One Hundred Moving Parts of Love  •  poems by lenny dellarocca

After the Blast

I went out for a loaf of bread. A pack of Lucky Strikes.  On the radio, President Kennedy said the Soviets would not be permitted to keep missiles on Cuba.  And then I ran out of gas.  I ran out of gas as I was taking a shortcut through a field where I once made love under a tree in the middle of nowhere.  A blinding light. The sun must have exploded, an egg breaking in the middle of a sizzling pan.

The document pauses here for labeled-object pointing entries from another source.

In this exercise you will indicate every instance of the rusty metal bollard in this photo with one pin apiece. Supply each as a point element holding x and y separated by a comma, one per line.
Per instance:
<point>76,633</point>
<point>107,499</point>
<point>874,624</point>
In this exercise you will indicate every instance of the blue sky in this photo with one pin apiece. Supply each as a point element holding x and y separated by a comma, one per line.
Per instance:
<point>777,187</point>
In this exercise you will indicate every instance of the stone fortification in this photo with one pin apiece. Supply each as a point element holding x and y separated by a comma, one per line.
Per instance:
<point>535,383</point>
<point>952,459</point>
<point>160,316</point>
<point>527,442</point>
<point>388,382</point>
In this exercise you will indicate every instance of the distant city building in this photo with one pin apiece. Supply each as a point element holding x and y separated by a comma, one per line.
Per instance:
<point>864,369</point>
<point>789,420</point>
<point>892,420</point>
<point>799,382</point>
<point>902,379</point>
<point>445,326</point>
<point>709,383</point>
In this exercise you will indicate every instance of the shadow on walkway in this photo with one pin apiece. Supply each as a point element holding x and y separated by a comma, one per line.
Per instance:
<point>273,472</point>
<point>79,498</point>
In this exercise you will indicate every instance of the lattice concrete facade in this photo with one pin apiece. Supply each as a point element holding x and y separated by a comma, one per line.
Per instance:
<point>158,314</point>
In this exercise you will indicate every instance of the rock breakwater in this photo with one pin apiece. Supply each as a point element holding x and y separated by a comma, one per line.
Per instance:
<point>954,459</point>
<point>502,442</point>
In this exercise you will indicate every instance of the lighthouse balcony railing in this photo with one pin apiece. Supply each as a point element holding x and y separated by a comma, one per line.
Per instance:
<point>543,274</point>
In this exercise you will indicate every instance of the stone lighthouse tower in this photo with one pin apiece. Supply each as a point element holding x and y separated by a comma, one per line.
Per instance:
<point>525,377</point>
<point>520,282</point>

Is anything left?  Nothing is left.  When the world shakes that much everything falls over like toy soldiers in a living room storm.  Everything disappears.  Nothing was ever here.  I Think I had a woman.  Yes, I married a girl from a town that doesn’t exist anymore.  I’m not sure it ever did.  I can’t remember her name.  I can’t remember mine.  Were there children?  What of the children?  Maybe there was a boy or a girl with braces and freckles, who ran to me when I came home.  But who gets to go home when the world is smoke in the eyes of god?   I kept walking.  The sky turned white with fear.  It was like the afternoon was going to faint.  And it did.  It’s why I can’t remember anything before the blast.  Why my name is stuck somewhere deep inside me like a leaf in the mouth of a man dead three days along the banks of a river.  A man without fingerprints whose wallet is a washed-out life, blank as this harrowing sky.   How long have I been a ghost in the middle of the world?